15.07 – Completeness comes not by material amelioration or mechanical reconnection, but by emotional redirection
We all frequently feel that something is missing in our life. In fact, our entire life with its varied pursuits – career, wealth, position, spouse, children – is essentially a quest for completeness.
Sadly however, no matter how much we succeed in these pursuits, the sense of incompleteness never goes away. In the initial euphoria when we succeed, we may feel complete temporarily, but soon the something-missing feeling returns to haunt us.
Gita wisdom explains why the pursuit for completeness through material things is a lost cause. The Bhagavad-gita (15.07) states that we are all eternal parts of Krishna. A part of the body, say, the hand, is best situated when it is connected with the whole body. Similarly, we as souls attain our full value, utility and power – our sense of completeness – when we connect ourselves with the Complete Whole, Krishna.
As long as we don’t connect with Krishna, we remain captivated by the promises of the mind and senses that material improvements will make us complete. But all we get is a draining and unending struggle (manah shastanindriyani prakrti sthani karshati).

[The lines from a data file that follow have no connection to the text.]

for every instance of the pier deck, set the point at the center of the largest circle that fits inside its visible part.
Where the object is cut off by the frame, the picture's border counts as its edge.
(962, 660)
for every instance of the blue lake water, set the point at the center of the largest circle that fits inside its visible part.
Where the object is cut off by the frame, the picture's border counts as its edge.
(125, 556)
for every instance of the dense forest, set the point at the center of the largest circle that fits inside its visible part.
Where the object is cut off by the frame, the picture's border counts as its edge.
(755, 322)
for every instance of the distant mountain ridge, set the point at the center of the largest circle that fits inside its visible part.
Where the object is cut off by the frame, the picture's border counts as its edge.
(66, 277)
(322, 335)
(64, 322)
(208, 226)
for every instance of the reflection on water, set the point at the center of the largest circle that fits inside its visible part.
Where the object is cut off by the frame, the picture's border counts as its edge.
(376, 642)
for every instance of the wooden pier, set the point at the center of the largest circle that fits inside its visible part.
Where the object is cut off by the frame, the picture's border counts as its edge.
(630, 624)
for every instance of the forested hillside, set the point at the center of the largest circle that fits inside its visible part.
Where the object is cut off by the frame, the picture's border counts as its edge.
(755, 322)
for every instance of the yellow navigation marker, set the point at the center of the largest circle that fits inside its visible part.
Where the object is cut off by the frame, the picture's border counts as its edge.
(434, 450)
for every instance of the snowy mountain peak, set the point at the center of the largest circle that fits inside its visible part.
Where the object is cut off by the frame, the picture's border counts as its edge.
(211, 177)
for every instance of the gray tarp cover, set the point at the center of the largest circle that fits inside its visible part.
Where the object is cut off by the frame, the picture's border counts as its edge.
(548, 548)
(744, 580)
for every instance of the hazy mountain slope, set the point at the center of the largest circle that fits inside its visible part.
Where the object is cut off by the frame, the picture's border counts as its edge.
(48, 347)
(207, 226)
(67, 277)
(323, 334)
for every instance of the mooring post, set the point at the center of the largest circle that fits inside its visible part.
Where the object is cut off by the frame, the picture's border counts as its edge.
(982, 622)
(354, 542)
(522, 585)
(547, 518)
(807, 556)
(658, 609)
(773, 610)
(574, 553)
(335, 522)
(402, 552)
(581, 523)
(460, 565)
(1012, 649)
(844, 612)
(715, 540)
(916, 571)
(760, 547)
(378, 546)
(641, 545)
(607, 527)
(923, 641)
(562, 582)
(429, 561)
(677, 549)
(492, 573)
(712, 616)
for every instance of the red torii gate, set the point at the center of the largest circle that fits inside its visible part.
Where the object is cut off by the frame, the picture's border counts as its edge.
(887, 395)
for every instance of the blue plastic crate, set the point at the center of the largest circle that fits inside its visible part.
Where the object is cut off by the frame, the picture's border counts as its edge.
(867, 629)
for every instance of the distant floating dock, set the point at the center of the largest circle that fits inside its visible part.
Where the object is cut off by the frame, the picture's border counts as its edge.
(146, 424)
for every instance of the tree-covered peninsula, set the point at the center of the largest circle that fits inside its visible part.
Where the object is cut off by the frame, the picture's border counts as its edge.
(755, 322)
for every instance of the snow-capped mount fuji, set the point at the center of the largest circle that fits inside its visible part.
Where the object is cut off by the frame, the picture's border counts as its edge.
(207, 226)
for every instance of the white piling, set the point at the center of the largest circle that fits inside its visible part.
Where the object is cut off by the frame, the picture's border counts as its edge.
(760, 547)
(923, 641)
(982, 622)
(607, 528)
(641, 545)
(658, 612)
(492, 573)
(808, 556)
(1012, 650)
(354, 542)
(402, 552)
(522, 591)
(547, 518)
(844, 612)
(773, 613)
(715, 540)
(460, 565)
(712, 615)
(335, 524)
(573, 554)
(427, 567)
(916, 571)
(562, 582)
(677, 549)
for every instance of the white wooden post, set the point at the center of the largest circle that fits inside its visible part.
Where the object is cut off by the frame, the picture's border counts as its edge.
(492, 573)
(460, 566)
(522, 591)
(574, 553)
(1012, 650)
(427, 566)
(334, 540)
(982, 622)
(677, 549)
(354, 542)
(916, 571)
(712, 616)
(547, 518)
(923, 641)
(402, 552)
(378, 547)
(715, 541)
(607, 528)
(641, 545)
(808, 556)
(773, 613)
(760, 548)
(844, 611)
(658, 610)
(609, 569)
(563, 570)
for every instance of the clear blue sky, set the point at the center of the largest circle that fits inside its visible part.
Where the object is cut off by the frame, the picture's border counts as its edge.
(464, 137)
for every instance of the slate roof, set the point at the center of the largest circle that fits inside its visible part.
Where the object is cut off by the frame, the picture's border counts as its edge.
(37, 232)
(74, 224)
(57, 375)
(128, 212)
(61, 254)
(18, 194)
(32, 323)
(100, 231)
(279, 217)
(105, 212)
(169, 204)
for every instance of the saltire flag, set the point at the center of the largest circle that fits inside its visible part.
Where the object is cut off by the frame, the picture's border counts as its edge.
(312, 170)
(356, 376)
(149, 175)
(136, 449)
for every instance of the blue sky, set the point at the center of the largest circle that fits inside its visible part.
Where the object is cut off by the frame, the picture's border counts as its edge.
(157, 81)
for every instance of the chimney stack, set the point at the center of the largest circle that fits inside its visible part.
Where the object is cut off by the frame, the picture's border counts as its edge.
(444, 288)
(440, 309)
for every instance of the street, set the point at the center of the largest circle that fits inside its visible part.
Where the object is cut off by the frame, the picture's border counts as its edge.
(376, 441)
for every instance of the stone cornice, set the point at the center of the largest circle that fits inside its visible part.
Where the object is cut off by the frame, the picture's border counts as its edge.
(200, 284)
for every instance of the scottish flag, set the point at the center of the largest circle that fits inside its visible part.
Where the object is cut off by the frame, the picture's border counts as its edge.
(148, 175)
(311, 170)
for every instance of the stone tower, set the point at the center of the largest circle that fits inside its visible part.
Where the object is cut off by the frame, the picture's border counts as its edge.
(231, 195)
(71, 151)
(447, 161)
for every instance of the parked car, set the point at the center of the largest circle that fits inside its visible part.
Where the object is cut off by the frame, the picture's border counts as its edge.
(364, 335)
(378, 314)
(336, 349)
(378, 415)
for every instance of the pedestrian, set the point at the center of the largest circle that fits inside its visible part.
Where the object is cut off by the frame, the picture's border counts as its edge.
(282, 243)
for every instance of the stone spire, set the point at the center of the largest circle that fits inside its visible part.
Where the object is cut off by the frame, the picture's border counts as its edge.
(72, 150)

We can connect with Krishna through the process of devotional service. Sometimes we may feel incomplete even while practicing devotional service. Why is that? Because linking ourselves with Krishna is not just a matter of mechanical reconnection, as in the case of a severed bodily part; it is a matter of emotional redirection. As we are sentient beings with free will, we need to consciously and constantly choose Krishna instead of worldly substitutes for him.
Each day, each minute, each moment that we choose Krishna, we move closer to him. When he becomes the center of our emotions, the object of our dreams, the Lord of our heart, everlasting completeness becomes ours.